Intro to analysis proof first and second derivatives and mean value theorem

[reb659]

Homework Statement

Let f(x) be a twice differentiable function on an interval I. Let f''(x)>0 for all x in I and let f'(c)=0 for some c in I. Prove f(x) is greater than or equal to f(c) for all x in I.

Homework Equations

Mean value theorem?

The Attempt at a Solution

f''(x)>0 implies that f'(x) is strictly increasing on I. I don't know what to use the f'(c)=0 for, and whether or not to use the mean value theorem.

 

[Kizaru]

What does f''(x) indicate about f(x)? When you see this, you will realize how the f'(c)=0 comes into play.

 

[reb659]

It implies that f(x) is concave up?

It also implies c is a minimum by the second derivative test but we haven't covered that as of this section in our textbook.

 

[reb659]

I still can't figure this one out - I get the feeling the proof is much more simple than I think it is.

 

[Dick]

Apply the MVT. If f(c) is not a minimum then there is a d such that f(d)<f(c). Suppose d<c. What does the MVT tell you?
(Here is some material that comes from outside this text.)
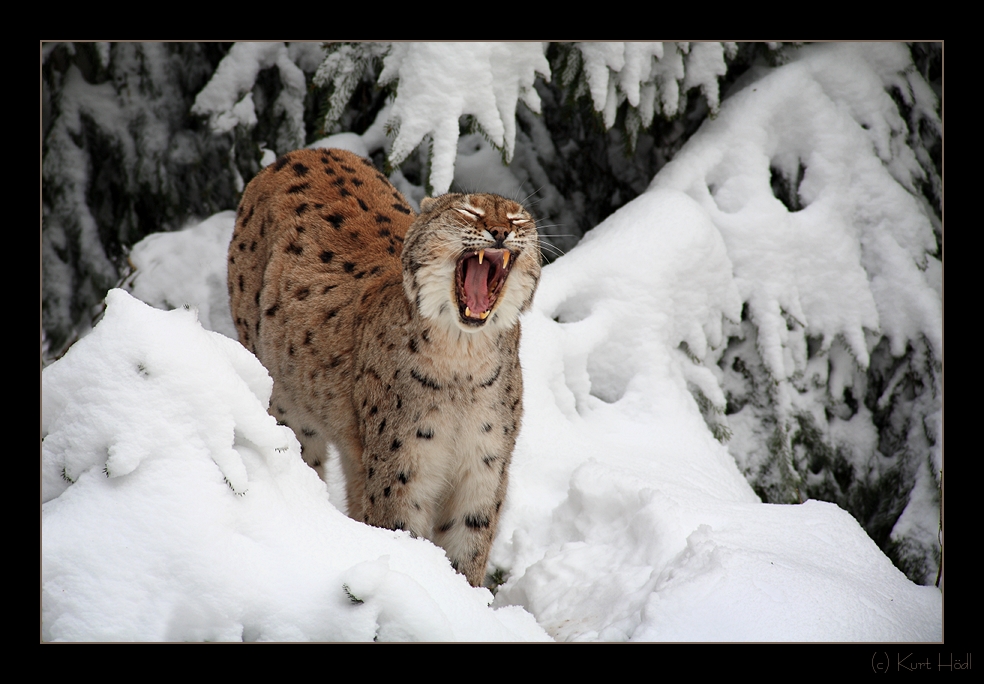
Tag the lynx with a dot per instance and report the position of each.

You are right, the proof is not that hard.

 

[reb659]

The MVT tells me that there exists some Xo in [d,c] such that f'(Xo) = [f(c)-f(d)]/(c-d).

 

[Dick]

The MVT tells me that there exists some Xo in [d,c] such that f'(Xo) = [f(c)-f(d)]/(c-d).

Sure. Is that quantity positive or negative?

 

[reb659]

It is negative. I'm still a bit puzzled as to how the mean value theorem relates to proving this problem.

 

[Dick]

It is negative. I'm still a bit puzzled as to how the mean value theorem relates to proving this problem.
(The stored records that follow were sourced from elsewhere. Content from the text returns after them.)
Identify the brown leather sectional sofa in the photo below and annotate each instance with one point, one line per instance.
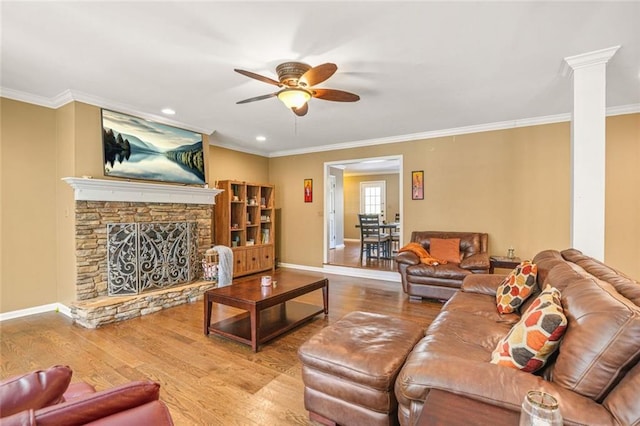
(595, 374)
(46, 397)
(443, 281)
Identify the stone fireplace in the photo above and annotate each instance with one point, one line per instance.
(167, 215)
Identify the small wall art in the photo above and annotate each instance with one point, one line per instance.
(417, 185)
(308, 190)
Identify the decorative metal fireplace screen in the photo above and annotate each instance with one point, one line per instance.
(148, 256)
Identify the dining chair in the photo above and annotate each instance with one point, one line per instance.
(395, 235)
(372, 237)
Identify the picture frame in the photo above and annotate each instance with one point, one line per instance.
(417, 185)
(308, 190)
(137, 148)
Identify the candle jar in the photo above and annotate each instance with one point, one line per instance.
(540, 409)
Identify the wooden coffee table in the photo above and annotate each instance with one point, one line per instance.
(270, 310)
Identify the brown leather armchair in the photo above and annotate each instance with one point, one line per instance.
(443, 281)
(46, 397)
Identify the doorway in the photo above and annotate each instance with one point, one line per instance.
(381, 182)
I don't agree with that. We assumed f(d)<f(c) and d<c. I think it's positive. You'll see how this problem relates to the MVT shortly. Feel free to jump ahead if you like.

 

[reb659]

Ah my mistake, the quantity is positive. I think I know where this is headed.
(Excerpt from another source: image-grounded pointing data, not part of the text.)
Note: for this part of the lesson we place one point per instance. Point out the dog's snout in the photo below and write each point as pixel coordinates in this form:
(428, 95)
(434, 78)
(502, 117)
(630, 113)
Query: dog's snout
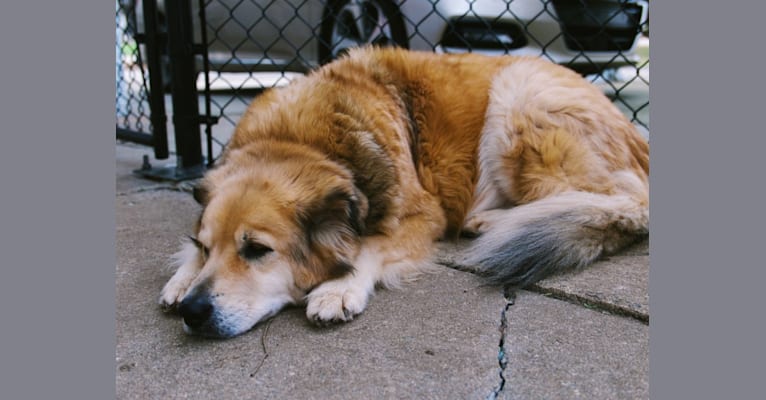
(196, 309)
So f'(xo)>f'(c)=0 and c>xo. But f'(x) must be strictly increasing on I since f''(x)>0, and thus the statement must be true by contradiction.

 

[Dick]

Yes, exactly. That's where the f'(c)=0 comes in. And if d>c?

 

[reb659]

If d>c then f'(xo)<0 and xo>c. f'(c)=0 and f'(xo)<0. But this contradicts that f'(x) is strictly increasing. So the statement must be true.

 

[Dick]

If d>c then f'(xo)<0 and xo>c. f'(c)=0 and f'(xo)<0. But this contradicts that f'(x) is strictly increasing. So the statement must be true.

So you have it then.

 

[reb659]

Thank you so much for your help!